Why would the information content of a quantum universe be measured in bits, rather than qubits? 2^1000 qubits is enough to keep track of every possible configuration of the Hubble volume, without discarding any low magnitude ones. (Unless of course QM does discard low magnitude branches, in which case your quantum computer would too... but such a circular definition is consistent with any amount of information content.)

This paper (which I found via this Ph.D. thesis) says that for TSP, the question "Is the optimal value equal to k" is D^P-complete. It also says D^P contains both NP and coNP, so assuming NP!=coNP, that problem is not in NP.

Your original claim was "If computing the function is in P, minimization is in NP." Technically, this sentence doesn't make sense because minimization is a functional problem, whereas NP is a class of decision problems. But the ability to minimize a function certainly implies the ability to determine whether a value is a minimum, and since that problem is not in NP, I think your claim is wrong in spirit as well.

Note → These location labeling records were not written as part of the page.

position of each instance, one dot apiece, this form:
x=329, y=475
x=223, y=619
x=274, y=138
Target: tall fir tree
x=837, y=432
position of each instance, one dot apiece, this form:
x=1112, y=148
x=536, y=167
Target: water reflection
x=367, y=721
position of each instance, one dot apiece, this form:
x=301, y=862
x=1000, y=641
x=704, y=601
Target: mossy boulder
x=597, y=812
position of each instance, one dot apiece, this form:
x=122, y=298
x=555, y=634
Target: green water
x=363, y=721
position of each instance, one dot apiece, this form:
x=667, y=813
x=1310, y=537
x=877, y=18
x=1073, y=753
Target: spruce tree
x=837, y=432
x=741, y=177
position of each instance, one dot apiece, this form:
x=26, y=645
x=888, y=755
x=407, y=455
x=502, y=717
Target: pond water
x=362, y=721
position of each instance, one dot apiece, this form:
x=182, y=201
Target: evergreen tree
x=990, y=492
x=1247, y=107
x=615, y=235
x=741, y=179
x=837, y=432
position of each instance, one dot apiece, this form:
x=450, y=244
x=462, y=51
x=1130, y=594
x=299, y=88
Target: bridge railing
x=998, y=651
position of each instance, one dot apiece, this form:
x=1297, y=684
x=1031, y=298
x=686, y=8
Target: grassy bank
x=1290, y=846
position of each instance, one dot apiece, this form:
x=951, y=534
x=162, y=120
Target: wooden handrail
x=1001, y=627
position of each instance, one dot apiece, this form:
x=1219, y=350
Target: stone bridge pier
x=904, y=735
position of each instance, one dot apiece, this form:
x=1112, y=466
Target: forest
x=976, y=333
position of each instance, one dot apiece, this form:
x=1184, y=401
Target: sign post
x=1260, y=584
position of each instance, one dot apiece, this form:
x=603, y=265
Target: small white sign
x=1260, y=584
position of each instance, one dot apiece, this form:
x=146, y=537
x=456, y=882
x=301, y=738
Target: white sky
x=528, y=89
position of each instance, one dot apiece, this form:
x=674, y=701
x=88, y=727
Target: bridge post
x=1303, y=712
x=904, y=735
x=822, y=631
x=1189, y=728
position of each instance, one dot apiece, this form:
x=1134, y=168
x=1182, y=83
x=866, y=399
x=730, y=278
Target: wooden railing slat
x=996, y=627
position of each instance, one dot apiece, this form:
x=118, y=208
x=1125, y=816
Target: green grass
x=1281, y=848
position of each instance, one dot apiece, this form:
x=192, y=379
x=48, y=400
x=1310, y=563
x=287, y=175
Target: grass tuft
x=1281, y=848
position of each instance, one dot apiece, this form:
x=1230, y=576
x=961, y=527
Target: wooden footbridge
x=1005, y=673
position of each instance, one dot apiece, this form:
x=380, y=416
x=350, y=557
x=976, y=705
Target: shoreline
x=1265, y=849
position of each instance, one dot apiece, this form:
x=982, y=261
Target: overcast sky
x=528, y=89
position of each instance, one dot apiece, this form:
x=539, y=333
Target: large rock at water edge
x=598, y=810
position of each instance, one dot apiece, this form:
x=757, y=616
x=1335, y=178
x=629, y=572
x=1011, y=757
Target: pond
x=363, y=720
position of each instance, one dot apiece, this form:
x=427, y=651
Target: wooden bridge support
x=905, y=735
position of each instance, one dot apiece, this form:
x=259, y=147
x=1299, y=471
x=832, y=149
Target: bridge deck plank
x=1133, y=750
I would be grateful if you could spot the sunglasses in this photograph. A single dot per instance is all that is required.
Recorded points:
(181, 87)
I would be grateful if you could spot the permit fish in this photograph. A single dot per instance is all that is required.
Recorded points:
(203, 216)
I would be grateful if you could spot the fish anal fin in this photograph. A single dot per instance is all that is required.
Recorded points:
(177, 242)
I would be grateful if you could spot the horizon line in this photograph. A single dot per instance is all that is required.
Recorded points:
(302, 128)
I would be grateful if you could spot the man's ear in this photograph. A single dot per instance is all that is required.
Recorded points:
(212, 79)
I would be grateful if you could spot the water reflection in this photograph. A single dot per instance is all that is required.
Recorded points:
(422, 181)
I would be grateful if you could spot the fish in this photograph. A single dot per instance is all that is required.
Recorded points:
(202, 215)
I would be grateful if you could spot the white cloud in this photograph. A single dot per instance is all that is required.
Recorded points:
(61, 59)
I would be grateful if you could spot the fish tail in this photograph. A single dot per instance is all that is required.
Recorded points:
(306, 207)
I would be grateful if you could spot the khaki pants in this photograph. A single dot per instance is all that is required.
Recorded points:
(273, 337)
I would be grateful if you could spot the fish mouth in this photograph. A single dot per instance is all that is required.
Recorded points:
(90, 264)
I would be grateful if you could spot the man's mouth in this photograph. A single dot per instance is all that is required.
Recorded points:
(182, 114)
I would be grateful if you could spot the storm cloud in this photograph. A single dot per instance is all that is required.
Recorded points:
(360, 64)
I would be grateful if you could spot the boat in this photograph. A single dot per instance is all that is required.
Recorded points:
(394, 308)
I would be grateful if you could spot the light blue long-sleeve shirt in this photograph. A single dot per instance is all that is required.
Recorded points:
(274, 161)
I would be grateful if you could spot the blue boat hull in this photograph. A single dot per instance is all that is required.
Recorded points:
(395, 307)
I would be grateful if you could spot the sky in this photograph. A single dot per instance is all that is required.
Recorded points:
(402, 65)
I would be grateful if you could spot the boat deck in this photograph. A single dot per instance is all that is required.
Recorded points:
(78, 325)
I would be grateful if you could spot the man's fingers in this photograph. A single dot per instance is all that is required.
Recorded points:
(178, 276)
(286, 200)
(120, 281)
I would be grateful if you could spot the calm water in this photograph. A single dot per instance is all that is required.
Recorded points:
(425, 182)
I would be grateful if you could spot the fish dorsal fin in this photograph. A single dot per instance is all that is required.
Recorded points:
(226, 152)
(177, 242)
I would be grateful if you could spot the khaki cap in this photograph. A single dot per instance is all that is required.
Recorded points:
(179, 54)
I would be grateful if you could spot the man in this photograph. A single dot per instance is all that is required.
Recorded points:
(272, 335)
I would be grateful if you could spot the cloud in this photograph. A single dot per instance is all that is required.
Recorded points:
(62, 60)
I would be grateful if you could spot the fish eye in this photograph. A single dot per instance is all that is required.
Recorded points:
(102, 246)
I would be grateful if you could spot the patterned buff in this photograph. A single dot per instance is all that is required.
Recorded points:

As Nesov pointed out, TSP is in FP^NP, so perhaps a restatement of your claim that is correct is "If computing the function takes polynomial time, then it can be minimized in polynomial time given an NP oracle." This still seems to imply that function minimization isn't much harder than NP-complete problems.

Are there any problems in PostBQP that can be said to be much harder than NP-complete problems? I guess you asked that already.

P⊆NP⊆PP⊆PSPACE, but we don't even have a proof of P≠PSPACE.

Unconditionally proven strict containments are pretty rare. You'll probably want to settle for some lesser evidence.

On the computational power of PP and ⊕P says it gives strong evidence that PP is strictly harder than PH, which contains NP.

According to this FNP is strictly harder than NP.

No idea about PP. Where did PP come up, or how does it relate to FNP?

ETA: Ah, I see. Aaronson's paper here shows that postselection (which is what our suicide voodoo is) gives you PP. Since postselection also gives you FNP, and since FNP is harder than NP, then we should have that PP is strictly harder than NP.

1) The problem of finding the smallest entry in a list is linear-time with respect to the size of the input; calling that size 2^N instead of M doesn't change things.

You can call it M, if you like. Then individual function evaluations cost log(log(M)). The point is the relative cost difference between function evaluations and function minimization.

2) Accessing the nth element of a list isn't O(1), because you have to read the bits of n for chrissake.

Good point. Function calls will be O(log(N)).

3) I'm not sure how you're going to solve this with quantum voodoo in O(1), because just setting up the computation will take time (or space if you're parallel) proportional to the length of the input list.

Right, the setup of the problem is separate. It could have been handed to you on a flash drive. The point is there exist functions such that we can calculate single evaluations quickly, but can't minimize the entire function quickly.